De organisatie die ons heeft uitgenodigd, heet United Civilians for Peace. Pro-Palestijns? Ja, dat wordt gezegd in zionistische kring. ‘United Christians for Palestine,’ sneren ze daar. Maar daar zeggen ze ook: anti-zionisme = antisemitisme. Oftewel: wie niet voor ons is, is een antisemiet. Hm. In dat geval ben je wel zéér overtuigd van je eigen gelijk. Zelf propageert UCP bol te staan van de goede bedoelingen. Het is een consortium van humanitaire organisaties als Pax Christi, Oxfam Novib en nog een paar, die vanzelfsprekend ook alleen maar goede bedoelingen hebben. Goede bedoelingen in het kwadraat, aangevuld met een snuifje God.

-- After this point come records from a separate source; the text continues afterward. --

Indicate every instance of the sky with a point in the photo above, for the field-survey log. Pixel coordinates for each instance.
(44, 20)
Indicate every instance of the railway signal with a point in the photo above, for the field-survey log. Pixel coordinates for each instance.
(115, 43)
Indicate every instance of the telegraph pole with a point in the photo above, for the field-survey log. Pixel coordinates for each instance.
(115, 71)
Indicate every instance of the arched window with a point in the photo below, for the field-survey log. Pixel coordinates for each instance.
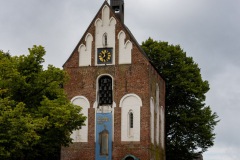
(130, 123)
(105, 40)
(81, 135)
(152, 119)
(130, 117)
(105, 96)
(131, 120)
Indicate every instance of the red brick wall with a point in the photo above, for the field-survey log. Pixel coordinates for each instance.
(138, 78)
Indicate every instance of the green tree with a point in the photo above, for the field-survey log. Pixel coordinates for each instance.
(189, 122)
(36, 118)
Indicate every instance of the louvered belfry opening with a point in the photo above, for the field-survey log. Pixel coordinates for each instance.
(105, 91)
(118, 7)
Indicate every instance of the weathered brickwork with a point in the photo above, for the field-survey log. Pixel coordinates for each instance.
(139, 78)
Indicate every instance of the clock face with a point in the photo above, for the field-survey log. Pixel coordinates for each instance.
(104, 55)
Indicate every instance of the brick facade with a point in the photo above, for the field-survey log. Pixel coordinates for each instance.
(139, 78)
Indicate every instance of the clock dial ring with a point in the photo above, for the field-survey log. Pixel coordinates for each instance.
(104, 56)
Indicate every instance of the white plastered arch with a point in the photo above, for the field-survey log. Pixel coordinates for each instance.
(81, 135)
(130, 103)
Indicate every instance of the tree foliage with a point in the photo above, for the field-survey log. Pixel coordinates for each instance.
(36, 118)
(189, 122)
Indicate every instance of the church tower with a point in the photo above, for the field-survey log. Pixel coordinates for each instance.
(119, 90)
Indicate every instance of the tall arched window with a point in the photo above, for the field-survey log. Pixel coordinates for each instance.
(130, 123)
(81, 135)
(130, 117)
(105, 96)
(152, 119)
(105, 40)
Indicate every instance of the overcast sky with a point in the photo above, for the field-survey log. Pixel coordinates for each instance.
(208, 30)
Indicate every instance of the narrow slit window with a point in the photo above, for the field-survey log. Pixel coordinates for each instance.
(105, 91)
(105, 39)
(131, 120)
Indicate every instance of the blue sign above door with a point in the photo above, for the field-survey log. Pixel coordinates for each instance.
(103, 148)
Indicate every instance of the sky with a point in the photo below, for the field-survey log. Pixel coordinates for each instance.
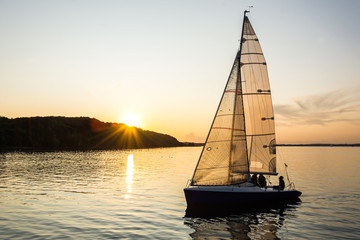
(167, 62)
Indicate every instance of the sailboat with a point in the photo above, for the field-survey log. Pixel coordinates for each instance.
(241, 141)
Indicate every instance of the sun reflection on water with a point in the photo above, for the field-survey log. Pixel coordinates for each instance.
(129, 173)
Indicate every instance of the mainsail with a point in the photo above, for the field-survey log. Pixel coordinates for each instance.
(242, 137)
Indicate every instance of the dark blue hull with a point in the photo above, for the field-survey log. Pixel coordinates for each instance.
(215, 202)
(203, 196)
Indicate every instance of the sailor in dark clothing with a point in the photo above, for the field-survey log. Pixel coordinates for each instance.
(253, 179)
(281, 183)
(262, 181)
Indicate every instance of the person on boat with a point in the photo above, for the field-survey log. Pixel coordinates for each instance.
(281, 183)
(253, 179)
(262, 181)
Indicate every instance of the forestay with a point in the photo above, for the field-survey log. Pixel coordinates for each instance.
(242, 136)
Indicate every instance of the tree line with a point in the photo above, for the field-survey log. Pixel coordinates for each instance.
(76, 133)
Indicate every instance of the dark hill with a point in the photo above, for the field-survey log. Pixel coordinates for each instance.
(80, 133)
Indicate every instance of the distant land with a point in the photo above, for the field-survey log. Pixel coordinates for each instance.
(320, 145)
(77, 133)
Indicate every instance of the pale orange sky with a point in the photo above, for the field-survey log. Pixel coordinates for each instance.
(168, 62)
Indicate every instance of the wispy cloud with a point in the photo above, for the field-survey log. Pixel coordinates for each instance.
(321, 109)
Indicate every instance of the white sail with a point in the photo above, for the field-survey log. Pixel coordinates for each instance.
(242, 136)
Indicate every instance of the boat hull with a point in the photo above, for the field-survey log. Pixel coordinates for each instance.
(222, 201)
(252, 196)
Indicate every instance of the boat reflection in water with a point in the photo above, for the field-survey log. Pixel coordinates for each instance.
(251, 225)
(130, 174)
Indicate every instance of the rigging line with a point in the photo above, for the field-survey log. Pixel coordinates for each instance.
(237, 140)
(230, 114)
(232, 129)
(252, 54)
(257, 93)
(260, 135)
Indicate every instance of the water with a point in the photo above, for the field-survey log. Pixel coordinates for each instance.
(138, 194)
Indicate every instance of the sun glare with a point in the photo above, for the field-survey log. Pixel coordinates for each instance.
(131, 120)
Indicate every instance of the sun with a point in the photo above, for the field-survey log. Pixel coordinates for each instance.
(131, 120)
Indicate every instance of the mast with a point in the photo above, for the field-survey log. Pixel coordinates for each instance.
(238, 87)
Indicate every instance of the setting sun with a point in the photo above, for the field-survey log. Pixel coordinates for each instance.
(131, 120)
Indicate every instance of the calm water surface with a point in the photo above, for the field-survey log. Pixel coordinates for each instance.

Iedereen staat hier aan de goede kant, dat is wel duidelijk. Al eeuwenlang als het moet. Alleen de anderen nog niet. Dat is het hem nou juist. Iedereen weet het al, behalve de anderen. Hier, op dit bloeddoorlopen stukje aarde, is een bittere strijd gaande tussen goed en goed. Deze landstreken nodigen er kennelijk toe uit om – desnoods te vuur en te zwaard – het juiste standpunt te willen verbreiden. En als wij daar onze eigen goede kant aan toevoegen, komen er wel erg veel goede kanten aan deze an sich slechte zaak.
Het enige wat wij in kunnen brengen, is onze onnozelheid. Waar iedereen alles al weet, is er wellicht behoefte aan een vleugje verfrissende onwetendheid.